Siguiendo el rastro histórico de esa personalidad magnética, Maud Mabillard —traductora afincada en Rusia desde los 16— recorre los viejos archivos del KGB, amarillentos y sesenteros; sigue a las calesas por las calles empedradas de San Petersburgo; camina por entre los puestos terrosos del mercadillo de Riazán en busca de esa plaza cuyo nombre nadie sabe descifrar: Natacha Klimova; y rebusca hasta en Krasnoyarsk, más allá de los Montes Urales, tras los pasos de su terrorista revolucionaria y preguntándose: "Huir es ser perseguido. Acosado. ¿Y cuándo podemos estar seguros de que nos hemos librado de nuestros perseguidores? ¿Llega la huida alguna vez a su fin?".
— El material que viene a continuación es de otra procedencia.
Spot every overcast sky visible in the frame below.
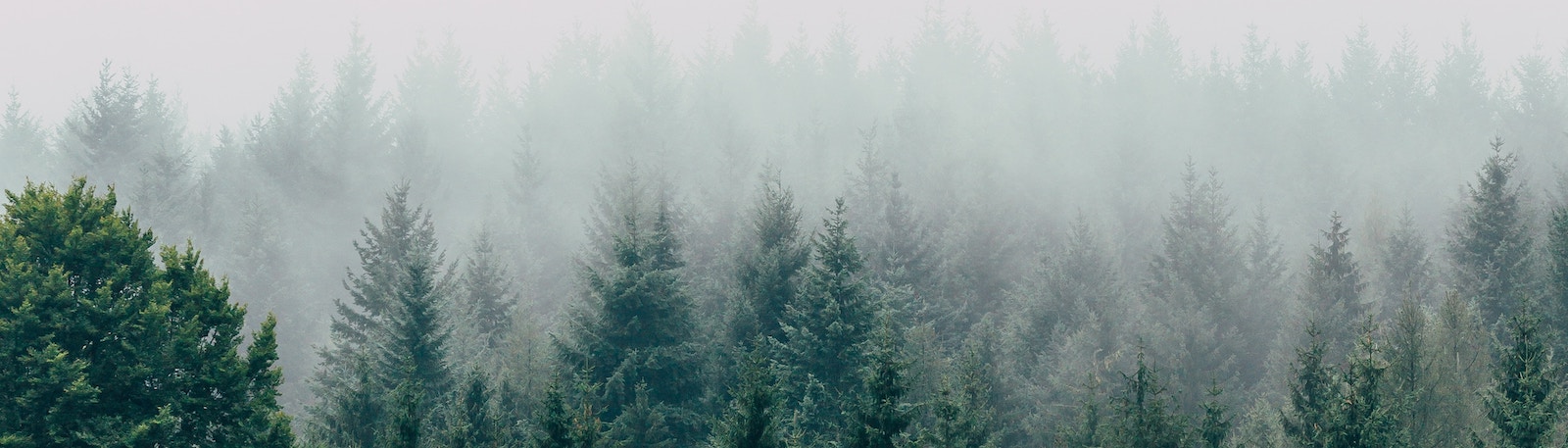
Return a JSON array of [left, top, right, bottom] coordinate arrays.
[[0, 0, 1568, 131]]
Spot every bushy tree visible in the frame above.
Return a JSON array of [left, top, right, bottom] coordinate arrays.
[[0, 178, 293, 446], [1447, 138, 1534, 325], [1482, 302, 1563, 448], [309, 183, 452, 446]]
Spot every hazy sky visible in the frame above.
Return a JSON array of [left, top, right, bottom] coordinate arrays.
[[0, 0, 1568, 131]]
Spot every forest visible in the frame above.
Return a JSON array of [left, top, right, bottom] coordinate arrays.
[[0, 8, 1568, 448]]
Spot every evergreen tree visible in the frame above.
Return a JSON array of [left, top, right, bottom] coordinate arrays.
[[445, 369, 508, 448], [1447, 138, 1532, 325], [1328, 318, 1409, 448], [557, 174, 703, 440], [1482, 302, 1563, 448], [841, 324, 914, 448], [309, 183, 452, 446], [709, 343, 784, 448], [1378, 209, 1437, 317], [0, 178, 293, 446], [1386, 298, 1445, 448], [1147, 162, 1242, 409], [1110, 348, 1187, 448], [732, 171, 810, 343], [782, 199, 878, 430], [1280, 322, 1339, 448], [1301, 213, 1367, 359], [458, 228, 517, 353]]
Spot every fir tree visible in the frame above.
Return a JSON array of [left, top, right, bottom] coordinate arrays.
[[1111, 348, 1187, 448], [709, 343, 784, 448], [1482, 302, 1563, 448], [1301, 213, 1367, 359], [0, 178, 293, 446], [732, 173, 810, 343], [844, 323, 914, 448], [1447, 138, 1532, 325], [784, 199, 876, 429]]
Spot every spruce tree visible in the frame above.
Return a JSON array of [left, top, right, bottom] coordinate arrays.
[[1482, 302, 1563, 448], [308, 185, 452, 446], [784, 199, 878, 430], [844, 323, 914, 448], [1111, 348, 1187, 448], [732, 173, 810, 343], [709, 343, 784, 448], [1447, 138, 1534, 325], [1280, 322, 1339, 448], [555, 174, 703, 442], [1301, 213, 1367, 359], [0, 178, 293, 446]]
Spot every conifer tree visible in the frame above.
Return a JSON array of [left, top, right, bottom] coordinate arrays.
[[1301, 213, 1367, 359], [1482, 302, 1563, 448], [709, 343, 784, 448], [782, 199, 878, 429], [309, 185, 452, 446], [1280, 322, 1339, 448], [1447, 138, 1534, 325], [555, 174, 703, 442], [0, 178, 293, 446], [841, 323, 914, 448], [732, 171, 810, 343], [1111, 348, 1187, 448]]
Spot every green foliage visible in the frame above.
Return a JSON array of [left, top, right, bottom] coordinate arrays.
[[732, 173, 810, 343], [841, 324, 914, 448], [1107, 349, 1187, 448], [1447, 138, 1534, 324], [784, 199, 878, 430], [1280, 322, 1338, 448], [709, 343, 784, 448], [308, 185, 452, 446], [0, 178, 293, 446], [1301, 213, 1367, 357], [1482, 302, 1563, 448]]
La autora no solo rastrea las huellas de Natacha. 

Hay otra historia paralela en este libro: la conversión política de Tolstói. Su visión contra un Estado que oprime a las masas de campesinos y proletarios para asegurar la riqueza de las élites. Su día a día en su finca de Yásnaia Poliana. Su relación con Nikolái Gusev, originario de la misma ciudad que Natacha, y que fue secretario personal del gran escritor. 

La huida de Tolstói hacia esa vida más pura y libre que acabó en una muerte acaecida en mitad de una estación de trenes, relatada en el reciente libro Tolstói ha muerto, de Vladimir Pozner (Seix Barral, 2022).

Tolstói creía que solo la no violencia puede liberar a la humanidad del mal. Natacha y los maximalistas, por el contrario, creían que la fuerza no entiende más que de fuerza. 

Y ese juego de espejos —un feliz hallazgo de la autora— enriquece esta investigación compuesta de cartas, documentos policiales, testimonios vivos, poemas y viejos diarios. 

Un artefacto literario basado en la estructura fragmentaria y el collage. Un libro con prosa esmerada que mantiene el difícil equilibrio entre ritmo y precisión. 

Quizá puedan resultar excesivos los casi 80 personajes. Tal vez sobren algunas cartas. Pero el conjunto compone la radiografía humana de un tiempo irrepetible de idealistas: los rebeldes rusos de antes de la Revolución. Más tarde llegaría 1917.